Before studying human nutrition at Cornell, Moreno conducted research on the food consumption of monkeys. She continued her focus on food related studies; however, leaving the monkeys behind, she began her focus on humans. Moreno has done research in Indonesia, Thailand, Ecuador, and the United States ranging from topics of patterns within food insecurity, consumption, and diet.
Moreno is also currently working on a Child Obesity Prevention Project for the Oregon Research Institute, along with conducting a Tray Photo Project. The Tray Photo Project is a study on the decisions children are making about food. After taking several pictures of trays within seven school cafeterias, Moreno analyzes their decisions based on grade level and gender. She expresses the obstacles of the changes within school lunches their policies. Many of the schools have changed from an serve-based system to a offer system, increasing the student’s ability to choose the food they want for lunch. One observation that Moreno has made is that the older children get, the more inclined they are to create a salad from the salad bar – the younger children choose more finger foods and less lettuce from the salad bar, which is available by choice. Still many children do not choose very much from the salad bar at all.

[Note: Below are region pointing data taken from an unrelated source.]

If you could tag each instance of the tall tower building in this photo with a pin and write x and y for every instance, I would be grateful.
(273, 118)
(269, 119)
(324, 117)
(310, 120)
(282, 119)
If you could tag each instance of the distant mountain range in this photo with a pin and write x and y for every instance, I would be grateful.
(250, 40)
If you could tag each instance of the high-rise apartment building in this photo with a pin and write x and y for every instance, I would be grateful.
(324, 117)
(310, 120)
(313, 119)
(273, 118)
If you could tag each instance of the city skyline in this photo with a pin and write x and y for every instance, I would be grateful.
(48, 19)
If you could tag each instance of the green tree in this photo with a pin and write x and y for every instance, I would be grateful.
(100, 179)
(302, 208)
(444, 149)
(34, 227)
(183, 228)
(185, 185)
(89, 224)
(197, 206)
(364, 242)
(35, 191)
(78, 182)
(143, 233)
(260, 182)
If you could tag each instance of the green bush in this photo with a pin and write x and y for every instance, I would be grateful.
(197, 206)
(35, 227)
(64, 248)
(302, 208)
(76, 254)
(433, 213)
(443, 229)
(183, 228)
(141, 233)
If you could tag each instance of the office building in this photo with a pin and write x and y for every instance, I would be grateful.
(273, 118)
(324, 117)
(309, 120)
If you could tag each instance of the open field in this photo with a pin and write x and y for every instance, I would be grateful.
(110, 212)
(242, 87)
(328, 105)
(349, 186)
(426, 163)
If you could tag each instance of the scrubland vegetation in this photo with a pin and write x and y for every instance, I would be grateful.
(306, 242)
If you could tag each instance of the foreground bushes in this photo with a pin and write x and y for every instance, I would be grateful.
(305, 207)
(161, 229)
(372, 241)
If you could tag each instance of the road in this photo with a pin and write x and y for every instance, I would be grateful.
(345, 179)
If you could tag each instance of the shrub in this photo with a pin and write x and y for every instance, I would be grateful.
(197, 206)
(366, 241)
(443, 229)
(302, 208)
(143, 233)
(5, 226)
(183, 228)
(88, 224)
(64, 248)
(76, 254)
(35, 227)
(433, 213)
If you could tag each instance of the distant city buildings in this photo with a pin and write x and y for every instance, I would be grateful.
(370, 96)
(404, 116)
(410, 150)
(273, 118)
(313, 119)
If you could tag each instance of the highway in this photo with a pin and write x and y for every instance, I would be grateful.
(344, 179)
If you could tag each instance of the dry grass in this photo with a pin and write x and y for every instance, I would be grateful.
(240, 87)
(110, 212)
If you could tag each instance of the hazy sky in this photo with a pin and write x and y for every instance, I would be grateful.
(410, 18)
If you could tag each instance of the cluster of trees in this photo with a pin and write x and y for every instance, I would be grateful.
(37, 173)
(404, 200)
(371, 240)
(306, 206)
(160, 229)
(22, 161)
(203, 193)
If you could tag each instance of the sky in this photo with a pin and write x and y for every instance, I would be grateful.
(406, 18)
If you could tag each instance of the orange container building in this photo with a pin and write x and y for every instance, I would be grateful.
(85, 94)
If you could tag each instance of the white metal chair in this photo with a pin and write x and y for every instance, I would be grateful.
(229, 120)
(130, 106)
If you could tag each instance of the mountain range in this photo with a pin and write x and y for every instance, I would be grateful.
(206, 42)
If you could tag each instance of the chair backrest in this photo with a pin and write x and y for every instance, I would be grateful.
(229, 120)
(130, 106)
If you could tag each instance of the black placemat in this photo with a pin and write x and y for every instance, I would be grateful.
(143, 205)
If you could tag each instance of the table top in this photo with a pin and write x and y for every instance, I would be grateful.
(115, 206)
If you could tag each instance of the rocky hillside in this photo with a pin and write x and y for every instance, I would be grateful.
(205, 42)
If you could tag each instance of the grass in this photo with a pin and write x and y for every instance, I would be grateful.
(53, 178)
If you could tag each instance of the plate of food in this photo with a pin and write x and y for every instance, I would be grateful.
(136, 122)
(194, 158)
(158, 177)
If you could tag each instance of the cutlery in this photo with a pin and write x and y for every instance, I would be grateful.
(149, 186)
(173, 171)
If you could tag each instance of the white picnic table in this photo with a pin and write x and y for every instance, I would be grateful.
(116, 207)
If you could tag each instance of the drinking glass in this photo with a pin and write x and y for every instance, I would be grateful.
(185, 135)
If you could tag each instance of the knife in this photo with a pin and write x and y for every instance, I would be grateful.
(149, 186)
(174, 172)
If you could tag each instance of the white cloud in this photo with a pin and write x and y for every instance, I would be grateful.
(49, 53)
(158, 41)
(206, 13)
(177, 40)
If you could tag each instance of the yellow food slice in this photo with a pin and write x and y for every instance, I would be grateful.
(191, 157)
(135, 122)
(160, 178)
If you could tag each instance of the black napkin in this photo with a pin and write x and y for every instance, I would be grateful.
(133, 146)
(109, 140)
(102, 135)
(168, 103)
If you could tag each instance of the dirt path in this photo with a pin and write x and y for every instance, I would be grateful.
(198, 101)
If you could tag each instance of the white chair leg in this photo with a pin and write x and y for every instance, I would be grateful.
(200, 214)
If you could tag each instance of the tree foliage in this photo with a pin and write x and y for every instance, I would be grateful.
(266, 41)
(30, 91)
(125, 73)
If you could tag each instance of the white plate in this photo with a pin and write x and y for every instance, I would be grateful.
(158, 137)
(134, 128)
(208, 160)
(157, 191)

Apart from her impressive research, Moreno enjoys taking clay and textile classes here in Eugene. She finds joy in cooking and loves to collect recipes and cook books. Moreno also expresses the delight she has for Marteenie, her fifteen year old Terrier mix.
Moreno comes from a large family. Her love for food stems from the nostalgic memories of her family gathering together and sharing food. “We were always together and we always ate,” Moreno says with a smile full of delight. This act of enjoying food established the interest of a food community for Moreno at a young age. She now is married to her husband Edward and has two daughters, Tovah and Simca. They all share a love for cooking and baking; a hobby which her daughters specifically enjoy in the form of entertaining and experimenting.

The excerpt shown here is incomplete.